La 2e édition de l'Aerospace Additive Manufacturing Summit, organisée par Advanced Business Events et le pôle de compétitivité Aerospace Valley, a eu lieu les 3 et 4 décembre à Labège (31). 400 visiteurs et 220 entreprises étaient présents, tandis qu'avaient lieu 1 800 rendez-vous B to B. L'occasion pour Max Rigal, cheville ouvrière de l'événement chez Aerospace Valley, de revenir pour La Lettre M sur les grands enjeux de la fabrication additive dans le secteur aéronautique et spatial. Interview.
La fabrication additive, qui consiste à produire des pièces par ajout de matière, peut-elle être selon vous considérée aujourd'hui comme une technologie mature pour l'aéronautique et le spatial ?
Ce que l'on peut dire, c'est que les applications de cette technologie dans l'aéronautique et le spatial sont réelles : aérostructures, équipements, moteurs... Les technologies sont robustes. Et beaucoup de chemin a été parcouru au cours des dernières années du côté des donneurs d'ordre. Une supply chain a été qualifiée, des cas d'usage ont été identifiés et la mise en production d'un certain nombre de pièces a débuté. Il demeure évidemment des questions liées à l'industrialisation de ces technologies. En matière de répétabilité des actions et d'homogénéïté des pièces produites, il reste une marge de progression.

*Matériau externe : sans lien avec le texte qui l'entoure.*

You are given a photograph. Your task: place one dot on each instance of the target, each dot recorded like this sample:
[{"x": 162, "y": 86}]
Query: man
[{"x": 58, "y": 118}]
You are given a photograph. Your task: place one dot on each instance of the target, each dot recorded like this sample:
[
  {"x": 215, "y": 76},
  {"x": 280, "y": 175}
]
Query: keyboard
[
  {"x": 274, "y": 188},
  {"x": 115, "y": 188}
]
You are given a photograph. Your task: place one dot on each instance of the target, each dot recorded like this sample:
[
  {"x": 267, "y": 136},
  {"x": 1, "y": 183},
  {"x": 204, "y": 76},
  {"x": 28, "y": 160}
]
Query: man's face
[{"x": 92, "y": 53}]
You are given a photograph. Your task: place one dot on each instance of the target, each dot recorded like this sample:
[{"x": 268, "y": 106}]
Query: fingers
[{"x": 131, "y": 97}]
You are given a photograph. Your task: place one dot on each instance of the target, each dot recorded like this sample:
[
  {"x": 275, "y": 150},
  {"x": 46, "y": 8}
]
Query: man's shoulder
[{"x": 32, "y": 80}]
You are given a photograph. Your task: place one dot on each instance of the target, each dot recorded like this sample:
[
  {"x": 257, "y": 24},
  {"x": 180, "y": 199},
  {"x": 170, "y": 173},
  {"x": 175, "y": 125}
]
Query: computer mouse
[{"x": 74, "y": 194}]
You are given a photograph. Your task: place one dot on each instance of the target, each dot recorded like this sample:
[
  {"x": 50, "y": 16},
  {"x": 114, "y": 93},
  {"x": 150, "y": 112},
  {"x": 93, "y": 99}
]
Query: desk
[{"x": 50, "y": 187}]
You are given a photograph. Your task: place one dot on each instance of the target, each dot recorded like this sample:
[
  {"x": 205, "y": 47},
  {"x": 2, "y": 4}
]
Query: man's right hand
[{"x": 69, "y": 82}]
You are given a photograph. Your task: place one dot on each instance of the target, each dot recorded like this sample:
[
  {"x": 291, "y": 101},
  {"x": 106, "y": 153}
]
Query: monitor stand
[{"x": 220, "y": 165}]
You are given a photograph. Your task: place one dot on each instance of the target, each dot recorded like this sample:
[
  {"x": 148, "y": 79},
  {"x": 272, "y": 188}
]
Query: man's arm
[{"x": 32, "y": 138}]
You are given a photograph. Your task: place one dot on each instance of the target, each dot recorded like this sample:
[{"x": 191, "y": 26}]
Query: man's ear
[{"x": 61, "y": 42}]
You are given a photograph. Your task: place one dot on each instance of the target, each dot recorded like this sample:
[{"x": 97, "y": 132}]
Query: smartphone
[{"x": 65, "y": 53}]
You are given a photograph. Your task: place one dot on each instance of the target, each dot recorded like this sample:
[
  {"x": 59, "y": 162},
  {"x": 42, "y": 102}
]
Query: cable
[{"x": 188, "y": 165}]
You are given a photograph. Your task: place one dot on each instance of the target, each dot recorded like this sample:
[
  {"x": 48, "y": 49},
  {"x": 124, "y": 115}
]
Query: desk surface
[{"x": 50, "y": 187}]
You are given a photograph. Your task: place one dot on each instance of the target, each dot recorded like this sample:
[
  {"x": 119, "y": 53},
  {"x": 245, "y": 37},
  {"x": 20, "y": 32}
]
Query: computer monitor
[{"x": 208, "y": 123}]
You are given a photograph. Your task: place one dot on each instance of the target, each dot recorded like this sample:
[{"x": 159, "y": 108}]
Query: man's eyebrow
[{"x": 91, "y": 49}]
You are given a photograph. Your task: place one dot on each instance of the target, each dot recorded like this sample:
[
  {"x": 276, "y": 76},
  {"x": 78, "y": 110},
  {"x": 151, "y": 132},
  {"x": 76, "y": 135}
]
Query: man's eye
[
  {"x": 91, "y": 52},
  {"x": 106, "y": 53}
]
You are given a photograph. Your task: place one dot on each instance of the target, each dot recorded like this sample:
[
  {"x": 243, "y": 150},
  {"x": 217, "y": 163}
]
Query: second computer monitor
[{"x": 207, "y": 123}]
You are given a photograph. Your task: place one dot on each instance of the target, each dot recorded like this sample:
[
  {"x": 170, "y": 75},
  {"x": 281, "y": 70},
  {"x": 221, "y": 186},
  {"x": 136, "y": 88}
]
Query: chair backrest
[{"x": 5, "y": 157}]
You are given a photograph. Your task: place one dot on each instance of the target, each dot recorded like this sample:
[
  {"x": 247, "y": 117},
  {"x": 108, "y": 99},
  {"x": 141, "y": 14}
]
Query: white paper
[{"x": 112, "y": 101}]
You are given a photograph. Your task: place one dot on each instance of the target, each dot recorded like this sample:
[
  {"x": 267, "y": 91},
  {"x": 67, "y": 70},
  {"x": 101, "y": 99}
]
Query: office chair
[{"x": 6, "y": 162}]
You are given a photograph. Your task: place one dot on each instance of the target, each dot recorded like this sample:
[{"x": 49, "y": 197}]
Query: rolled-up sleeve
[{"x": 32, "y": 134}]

Les cas d'usage intéressants identifiés à ce jour par le secteur restent assez peu nombreux. Pour quelle raison ?
Ce phénomène est principalement lié à des questions de coûts. La technologie est encore relativement chère. Or, dans un secteur comme l'aéronautique, le facteur coût est absolument déterminant. Avec les problématiques liées à la certification des pièces, c'est principalement ce qui explique que la fabrication additive n'ait pas encore été adoptée de façon massive.

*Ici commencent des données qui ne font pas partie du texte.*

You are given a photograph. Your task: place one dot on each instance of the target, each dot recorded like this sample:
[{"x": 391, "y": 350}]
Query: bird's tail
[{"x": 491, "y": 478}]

C'est d'autant plus vrai en l'absence de nouveau programme d'avion, comme c'est actuellement le cas chez Airbus...
En effet. La difficulté que rencontre cette technologie innovante, c'est qu'elle est mise en compétition avec d'autres technologies déjà éprouvées sur des programmes existants. Intégrer la fabrication additive dans ce contexte engendre naturellement des coûts de ré-ingénierie, et par conséquent des pertes de compétitivité. Le lancement d'un nouveau programme permettrait de tirer le marché.
Comment doivent, dans ce contexte, se positionner les entreprises spécialisées dans la fabrication additive ?

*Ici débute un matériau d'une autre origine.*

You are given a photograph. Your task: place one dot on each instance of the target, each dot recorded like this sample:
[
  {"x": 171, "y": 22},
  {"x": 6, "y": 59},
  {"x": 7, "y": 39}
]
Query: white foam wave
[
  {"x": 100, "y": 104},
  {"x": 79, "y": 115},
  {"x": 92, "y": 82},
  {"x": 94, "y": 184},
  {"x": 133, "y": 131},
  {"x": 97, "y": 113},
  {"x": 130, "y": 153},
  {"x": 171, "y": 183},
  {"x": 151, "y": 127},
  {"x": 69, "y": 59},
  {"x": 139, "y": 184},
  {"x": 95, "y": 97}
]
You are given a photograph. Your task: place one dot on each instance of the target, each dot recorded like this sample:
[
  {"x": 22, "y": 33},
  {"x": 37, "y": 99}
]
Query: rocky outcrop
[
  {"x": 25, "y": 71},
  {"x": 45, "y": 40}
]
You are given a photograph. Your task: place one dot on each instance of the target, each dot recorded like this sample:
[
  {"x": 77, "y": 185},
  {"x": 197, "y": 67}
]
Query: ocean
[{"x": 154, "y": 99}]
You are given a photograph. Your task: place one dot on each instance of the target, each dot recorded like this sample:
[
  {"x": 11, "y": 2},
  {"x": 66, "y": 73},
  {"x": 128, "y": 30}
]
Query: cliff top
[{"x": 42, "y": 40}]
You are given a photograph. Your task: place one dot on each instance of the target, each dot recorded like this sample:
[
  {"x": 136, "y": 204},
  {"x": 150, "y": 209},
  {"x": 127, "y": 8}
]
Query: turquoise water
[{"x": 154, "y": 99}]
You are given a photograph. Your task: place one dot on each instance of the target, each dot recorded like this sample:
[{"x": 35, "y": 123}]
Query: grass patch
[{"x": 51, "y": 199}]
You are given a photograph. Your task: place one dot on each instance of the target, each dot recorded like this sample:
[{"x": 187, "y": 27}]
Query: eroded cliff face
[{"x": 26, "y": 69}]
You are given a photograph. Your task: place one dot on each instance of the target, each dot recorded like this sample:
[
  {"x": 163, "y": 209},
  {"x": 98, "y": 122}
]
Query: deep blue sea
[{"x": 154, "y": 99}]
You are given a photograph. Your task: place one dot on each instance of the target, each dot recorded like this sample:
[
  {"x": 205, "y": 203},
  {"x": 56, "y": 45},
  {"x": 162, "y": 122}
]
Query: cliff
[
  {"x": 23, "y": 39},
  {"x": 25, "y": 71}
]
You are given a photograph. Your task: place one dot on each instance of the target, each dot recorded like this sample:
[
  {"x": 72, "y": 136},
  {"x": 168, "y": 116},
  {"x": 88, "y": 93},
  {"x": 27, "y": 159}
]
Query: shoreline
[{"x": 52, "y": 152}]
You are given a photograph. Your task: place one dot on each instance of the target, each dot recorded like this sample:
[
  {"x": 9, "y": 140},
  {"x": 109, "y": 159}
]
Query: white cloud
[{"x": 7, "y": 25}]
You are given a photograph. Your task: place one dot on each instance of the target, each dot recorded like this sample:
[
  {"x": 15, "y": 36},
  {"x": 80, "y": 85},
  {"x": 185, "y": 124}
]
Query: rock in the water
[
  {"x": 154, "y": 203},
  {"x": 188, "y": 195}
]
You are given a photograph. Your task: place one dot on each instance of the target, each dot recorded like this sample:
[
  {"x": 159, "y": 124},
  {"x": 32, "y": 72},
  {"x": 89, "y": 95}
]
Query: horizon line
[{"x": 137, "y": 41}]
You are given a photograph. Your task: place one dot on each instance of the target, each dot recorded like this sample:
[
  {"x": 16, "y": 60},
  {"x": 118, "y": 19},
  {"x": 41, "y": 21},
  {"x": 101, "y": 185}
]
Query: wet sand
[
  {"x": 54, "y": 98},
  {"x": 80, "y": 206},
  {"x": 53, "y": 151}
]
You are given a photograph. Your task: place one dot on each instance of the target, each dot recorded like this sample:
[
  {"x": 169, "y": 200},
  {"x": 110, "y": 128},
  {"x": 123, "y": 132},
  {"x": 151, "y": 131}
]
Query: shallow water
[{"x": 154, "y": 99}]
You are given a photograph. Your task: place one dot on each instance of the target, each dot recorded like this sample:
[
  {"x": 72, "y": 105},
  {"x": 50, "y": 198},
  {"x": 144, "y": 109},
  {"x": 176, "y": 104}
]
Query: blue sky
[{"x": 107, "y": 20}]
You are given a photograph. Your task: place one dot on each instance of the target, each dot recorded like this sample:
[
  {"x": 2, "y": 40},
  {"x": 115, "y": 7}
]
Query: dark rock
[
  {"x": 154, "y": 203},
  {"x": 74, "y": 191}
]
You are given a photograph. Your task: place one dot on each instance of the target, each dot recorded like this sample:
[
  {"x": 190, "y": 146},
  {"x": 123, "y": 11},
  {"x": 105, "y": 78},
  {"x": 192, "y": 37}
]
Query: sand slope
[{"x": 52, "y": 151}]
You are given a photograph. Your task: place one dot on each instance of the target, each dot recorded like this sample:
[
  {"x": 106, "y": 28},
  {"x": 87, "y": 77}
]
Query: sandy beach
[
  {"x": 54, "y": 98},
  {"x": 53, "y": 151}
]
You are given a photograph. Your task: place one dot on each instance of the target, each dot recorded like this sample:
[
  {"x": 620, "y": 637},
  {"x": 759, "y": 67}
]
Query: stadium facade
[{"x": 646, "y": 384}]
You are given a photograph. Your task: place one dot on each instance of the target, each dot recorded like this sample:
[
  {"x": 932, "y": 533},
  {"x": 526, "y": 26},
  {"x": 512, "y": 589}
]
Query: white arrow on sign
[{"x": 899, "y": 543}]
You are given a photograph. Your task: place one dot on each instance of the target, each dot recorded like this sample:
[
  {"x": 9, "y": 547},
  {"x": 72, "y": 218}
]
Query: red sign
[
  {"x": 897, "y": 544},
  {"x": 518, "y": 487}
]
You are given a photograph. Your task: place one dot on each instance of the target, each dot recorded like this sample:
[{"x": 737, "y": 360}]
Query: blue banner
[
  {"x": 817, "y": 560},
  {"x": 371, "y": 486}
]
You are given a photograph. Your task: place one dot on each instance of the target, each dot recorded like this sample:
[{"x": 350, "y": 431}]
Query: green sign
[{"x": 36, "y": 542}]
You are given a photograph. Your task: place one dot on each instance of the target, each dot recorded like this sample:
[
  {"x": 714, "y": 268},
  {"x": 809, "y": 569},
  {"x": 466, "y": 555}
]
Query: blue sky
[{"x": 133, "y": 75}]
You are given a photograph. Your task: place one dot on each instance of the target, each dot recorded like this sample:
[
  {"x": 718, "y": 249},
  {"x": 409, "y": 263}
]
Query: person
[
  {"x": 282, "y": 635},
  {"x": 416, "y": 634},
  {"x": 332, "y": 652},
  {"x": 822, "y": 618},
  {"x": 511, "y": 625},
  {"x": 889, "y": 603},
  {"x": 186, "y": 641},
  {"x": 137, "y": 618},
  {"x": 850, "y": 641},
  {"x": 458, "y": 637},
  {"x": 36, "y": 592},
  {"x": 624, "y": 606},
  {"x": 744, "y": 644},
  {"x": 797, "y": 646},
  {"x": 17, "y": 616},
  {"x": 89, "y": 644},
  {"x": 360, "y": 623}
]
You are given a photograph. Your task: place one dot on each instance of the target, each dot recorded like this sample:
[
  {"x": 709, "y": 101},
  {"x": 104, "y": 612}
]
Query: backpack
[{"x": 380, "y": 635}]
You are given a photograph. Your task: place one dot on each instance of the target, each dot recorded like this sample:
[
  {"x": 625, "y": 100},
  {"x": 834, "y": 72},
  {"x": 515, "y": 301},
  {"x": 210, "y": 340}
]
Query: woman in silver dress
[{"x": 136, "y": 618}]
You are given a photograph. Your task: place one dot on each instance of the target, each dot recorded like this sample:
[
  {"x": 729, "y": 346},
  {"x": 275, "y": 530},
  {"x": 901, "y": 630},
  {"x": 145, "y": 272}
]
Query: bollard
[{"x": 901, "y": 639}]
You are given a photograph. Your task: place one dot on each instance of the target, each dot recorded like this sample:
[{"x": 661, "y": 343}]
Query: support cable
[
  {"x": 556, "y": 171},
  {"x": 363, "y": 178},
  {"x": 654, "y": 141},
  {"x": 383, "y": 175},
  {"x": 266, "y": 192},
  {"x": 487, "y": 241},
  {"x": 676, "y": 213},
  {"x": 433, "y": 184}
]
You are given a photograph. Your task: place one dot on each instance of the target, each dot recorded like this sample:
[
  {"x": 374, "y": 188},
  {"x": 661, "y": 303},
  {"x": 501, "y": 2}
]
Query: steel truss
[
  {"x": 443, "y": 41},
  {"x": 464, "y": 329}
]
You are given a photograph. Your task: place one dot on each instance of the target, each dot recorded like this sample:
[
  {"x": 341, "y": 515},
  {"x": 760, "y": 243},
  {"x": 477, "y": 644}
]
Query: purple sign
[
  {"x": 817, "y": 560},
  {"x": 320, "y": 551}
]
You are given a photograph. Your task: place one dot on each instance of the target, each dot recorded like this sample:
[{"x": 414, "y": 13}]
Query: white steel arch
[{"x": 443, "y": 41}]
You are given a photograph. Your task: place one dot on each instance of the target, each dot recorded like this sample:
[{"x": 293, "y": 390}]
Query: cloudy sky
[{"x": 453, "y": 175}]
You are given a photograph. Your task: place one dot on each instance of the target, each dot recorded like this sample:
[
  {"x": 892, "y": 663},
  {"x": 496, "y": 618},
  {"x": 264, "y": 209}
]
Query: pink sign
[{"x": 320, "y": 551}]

Le message du donneur d'ordre est le suivant : soyez prêts pour le moment où un nouveau programme d'avion sera lancé. Mais il n'y a pas d'échéance précise. Par conséquent, beaucoup d'experts de la fabrication additive font le choix, en attendant, de se tourner vers d'autres secteurs, comme l'automobile, l'énergie ou même l'agroalimentaire.